Thursday 16 November 2017

The Gaze of Azathoth

THE GAZE OF AZATHOTH

Eternal Lies - The Gaze of Azathoth

Bound in black, brain-tanned leather, this book tells the tale of a nameless man (who is also sometimes described as “faceless”) who lives amidst the “dying lights” of the end of days. Blessed with the “thrice-cursed immortality” this man nevertheless feels as if a creeping doom has crept into his bones. His dreams are slowly filled by the recurring image of a great and terrible Eye which “gazes down upon the world”, and he is disturbed to find that many others among his friends and acquaintances have begun to share these dreams.

At last this “gnawing Eye” – belonging to the “dread amorphity of Azathoth” – manifests itself and its horrible gaze is “turned upon the last, burning days of his twilit world”.

Rather than embracing or accepting the doom of his world, however, the man seeks an escape.
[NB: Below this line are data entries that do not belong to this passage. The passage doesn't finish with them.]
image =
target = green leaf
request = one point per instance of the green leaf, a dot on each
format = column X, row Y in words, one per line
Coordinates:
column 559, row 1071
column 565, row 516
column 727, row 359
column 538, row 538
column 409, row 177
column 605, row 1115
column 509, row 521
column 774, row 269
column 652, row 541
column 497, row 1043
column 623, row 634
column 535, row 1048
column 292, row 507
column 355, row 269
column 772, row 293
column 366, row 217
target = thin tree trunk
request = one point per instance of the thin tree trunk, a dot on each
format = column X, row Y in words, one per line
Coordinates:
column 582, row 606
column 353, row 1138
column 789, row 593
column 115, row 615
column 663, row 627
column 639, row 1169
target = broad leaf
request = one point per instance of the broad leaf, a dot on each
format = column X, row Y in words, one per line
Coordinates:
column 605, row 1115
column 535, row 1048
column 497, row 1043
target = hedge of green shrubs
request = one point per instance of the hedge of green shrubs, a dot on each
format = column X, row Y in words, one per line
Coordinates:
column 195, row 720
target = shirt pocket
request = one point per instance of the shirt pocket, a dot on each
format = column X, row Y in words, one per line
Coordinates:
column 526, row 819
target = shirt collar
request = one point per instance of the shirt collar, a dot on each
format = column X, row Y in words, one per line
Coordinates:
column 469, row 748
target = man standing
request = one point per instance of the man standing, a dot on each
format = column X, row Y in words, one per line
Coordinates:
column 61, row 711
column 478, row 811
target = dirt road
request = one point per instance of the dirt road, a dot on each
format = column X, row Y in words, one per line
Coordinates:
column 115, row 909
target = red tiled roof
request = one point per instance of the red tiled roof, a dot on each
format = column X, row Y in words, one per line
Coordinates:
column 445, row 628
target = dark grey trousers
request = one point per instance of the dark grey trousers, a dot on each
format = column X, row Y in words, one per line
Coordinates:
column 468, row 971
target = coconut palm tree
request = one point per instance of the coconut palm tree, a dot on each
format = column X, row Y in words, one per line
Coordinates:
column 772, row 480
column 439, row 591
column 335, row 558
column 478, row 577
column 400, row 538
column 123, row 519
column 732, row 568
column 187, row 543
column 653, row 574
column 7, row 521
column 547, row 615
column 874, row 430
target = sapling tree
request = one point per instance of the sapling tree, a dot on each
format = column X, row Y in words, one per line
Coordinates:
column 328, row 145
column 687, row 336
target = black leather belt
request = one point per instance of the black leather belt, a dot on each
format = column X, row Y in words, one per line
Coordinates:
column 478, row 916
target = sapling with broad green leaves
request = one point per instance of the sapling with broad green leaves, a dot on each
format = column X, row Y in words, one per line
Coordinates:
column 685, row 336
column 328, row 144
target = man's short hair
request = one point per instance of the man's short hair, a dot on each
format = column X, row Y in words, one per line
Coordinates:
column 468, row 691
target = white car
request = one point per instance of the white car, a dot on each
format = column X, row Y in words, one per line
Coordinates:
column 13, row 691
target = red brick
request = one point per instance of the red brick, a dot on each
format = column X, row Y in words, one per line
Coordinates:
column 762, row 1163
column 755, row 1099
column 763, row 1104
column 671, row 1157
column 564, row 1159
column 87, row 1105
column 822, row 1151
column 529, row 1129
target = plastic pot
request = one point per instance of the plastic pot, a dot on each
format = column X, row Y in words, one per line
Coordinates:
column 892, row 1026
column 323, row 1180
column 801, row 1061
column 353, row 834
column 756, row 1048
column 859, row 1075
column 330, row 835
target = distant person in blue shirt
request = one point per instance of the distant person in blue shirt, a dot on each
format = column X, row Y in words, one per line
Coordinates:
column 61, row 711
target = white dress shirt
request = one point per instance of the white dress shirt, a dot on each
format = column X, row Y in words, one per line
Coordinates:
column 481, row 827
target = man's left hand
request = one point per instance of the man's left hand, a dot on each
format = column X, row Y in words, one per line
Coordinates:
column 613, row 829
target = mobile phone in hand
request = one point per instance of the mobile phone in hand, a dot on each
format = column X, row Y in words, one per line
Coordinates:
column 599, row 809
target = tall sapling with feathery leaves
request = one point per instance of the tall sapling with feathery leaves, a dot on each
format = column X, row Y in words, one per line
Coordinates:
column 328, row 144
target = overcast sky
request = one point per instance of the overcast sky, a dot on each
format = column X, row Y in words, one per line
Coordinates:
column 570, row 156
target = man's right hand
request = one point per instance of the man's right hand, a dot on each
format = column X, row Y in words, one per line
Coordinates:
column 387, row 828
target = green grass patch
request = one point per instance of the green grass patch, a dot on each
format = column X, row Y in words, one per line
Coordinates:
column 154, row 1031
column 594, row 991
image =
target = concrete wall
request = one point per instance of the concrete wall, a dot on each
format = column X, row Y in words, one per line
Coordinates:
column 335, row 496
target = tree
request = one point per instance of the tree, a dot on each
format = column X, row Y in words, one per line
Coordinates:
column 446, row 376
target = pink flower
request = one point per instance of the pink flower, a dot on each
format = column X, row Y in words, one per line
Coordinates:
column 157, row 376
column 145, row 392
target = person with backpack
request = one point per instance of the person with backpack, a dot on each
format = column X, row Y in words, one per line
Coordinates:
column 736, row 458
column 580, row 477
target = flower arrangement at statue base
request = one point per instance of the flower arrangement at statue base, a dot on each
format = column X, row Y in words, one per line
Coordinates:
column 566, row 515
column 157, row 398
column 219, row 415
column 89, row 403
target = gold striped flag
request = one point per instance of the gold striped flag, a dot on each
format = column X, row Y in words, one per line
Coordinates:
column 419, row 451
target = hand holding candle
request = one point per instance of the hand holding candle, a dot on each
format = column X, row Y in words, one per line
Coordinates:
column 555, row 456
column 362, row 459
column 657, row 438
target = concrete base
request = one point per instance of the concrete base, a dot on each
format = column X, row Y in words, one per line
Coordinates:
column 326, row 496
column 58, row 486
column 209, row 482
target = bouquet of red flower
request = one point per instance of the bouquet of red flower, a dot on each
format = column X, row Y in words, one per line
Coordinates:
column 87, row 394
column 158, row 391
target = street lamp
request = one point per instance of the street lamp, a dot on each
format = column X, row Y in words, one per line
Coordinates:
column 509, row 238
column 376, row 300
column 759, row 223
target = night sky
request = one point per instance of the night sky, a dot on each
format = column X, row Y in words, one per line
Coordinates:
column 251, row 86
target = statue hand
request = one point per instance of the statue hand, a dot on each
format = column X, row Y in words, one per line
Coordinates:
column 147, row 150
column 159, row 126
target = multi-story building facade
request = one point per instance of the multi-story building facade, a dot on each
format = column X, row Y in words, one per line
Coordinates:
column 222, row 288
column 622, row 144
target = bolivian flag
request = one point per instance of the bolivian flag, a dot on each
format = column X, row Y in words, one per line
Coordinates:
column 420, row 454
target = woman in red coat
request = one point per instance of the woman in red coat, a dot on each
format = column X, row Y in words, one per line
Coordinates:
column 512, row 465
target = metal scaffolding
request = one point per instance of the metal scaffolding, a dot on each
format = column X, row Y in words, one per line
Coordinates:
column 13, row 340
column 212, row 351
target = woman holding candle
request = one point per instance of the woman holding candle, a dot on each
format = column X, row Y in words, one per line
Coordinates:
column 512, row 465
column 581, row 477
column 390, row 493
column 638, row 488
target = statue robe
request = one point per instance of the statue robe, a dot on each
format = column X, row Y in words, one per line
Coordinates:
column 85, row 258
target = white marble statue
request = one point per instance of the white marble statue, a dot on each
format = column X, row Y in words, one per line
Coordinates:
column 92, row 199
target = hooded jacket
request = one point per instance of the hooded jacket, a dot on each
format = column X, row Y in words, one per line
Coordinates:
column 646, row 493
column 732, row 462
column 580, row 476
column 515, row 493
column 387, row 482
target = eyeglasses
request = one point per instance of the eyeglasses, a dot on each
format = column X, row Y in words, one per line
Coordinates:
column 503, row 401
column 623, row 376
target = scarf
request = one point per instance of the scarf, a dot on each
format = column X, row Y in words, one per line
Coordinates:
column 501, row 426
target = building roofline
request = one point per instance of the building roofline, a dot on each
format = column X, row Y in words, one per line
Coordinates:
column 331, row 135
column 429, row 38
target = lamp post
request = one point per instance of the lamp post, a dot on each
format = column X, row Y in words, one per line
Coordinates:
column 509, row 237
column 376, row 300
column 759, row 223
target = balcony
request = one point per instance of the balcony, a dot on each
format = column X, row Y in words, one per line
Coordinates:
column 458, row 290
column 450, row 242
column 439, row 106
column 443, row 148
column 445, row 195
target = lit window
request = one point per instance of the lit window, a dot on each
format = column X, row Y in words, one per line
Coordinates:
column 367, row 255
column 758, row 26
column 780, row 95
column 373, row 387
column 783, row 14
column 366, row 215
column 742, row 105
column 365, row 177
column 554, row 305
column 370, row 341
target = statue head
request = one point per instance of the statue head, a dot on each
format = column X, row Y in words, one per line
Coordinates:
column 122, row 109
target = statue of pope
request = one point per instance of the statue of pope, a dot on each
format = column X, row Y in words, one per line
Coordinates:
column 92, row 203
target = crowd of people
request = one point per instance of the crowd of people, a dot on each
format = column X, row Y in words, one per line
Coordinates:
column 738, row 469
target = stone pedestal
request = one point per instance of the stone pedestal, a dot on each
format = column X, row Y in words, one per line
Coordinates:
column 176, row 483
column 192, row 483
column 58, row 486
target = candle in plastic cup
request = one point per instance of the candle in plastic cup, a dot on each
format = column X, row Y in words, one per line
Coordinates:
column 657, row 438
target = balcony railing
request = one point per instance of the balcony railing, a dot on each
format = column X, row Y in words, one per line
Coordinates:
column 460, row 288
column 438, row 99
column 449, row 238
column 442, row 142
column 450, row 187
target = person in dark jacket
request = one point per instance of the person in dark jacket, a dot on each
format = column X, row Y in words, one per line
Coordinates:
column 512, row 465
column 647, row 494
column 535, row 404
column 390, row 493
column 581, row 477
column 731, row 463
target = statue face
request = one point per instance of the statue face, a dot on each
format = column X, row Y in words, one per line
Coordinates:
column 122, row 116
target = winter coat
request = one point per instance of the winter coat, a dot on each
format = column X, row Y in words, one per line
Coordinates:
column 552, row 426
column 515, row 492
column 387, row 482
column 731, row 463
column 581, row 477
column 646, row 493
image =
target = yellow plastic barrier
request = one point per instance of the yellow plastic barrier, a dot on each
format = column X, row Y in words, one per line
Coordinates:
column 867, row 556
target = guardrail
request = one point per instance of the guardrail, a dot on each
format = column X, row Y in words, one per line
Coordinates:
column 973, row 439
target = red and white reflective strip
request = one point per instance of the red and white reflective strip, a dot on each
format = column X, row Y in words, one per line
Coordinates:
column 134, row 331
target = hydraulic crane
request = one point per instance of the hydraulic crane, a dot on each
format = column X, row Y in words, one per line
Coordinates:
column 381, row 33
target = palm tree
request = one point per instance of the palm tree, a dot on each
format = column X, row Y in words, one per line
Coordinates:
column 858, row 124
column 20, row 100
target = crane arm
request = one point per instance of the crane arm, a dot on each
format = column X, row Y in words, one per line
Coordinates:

He finds it in the “flesh of Yog-Sothoth”, creating a gate which allows him to escape to another world.

Unfortunately, the “gaze of Azathoth” had become “locked upon him” through the “barbs which bear the runes of Nyarlathotep”, and the Eye follows him to the new world and turns its destructive force upon it. The man escapes again, using the same gate as before. And, once again, the Eye pursues him.

The man skips from one world to the next, watching as the stars he had doomed wink out one by one from the many skies above him until his nights are marked only by a “haze of unseen red”. But still he runs, carrying with him the curse of Azathoth’s gaze.

At the end of the story he makes the decision to stop running and throws himself prostrate upon the ground. But as he does so, he finds that he has landed “at the feet of the Herald”, who reveals to him a great truth: That the worlds he has left in his wake have not been burdened with destruction, for as long as Azathoth’s gaze is fixed upon the man, he will carry that destruction away with him and spare the worlds behind.

The Herald’s words, however, come too late, for the mind of the man has been consumed by his “gibbering madness”. And neither he nor any of the worlds he has saved will ever know his sacrifice.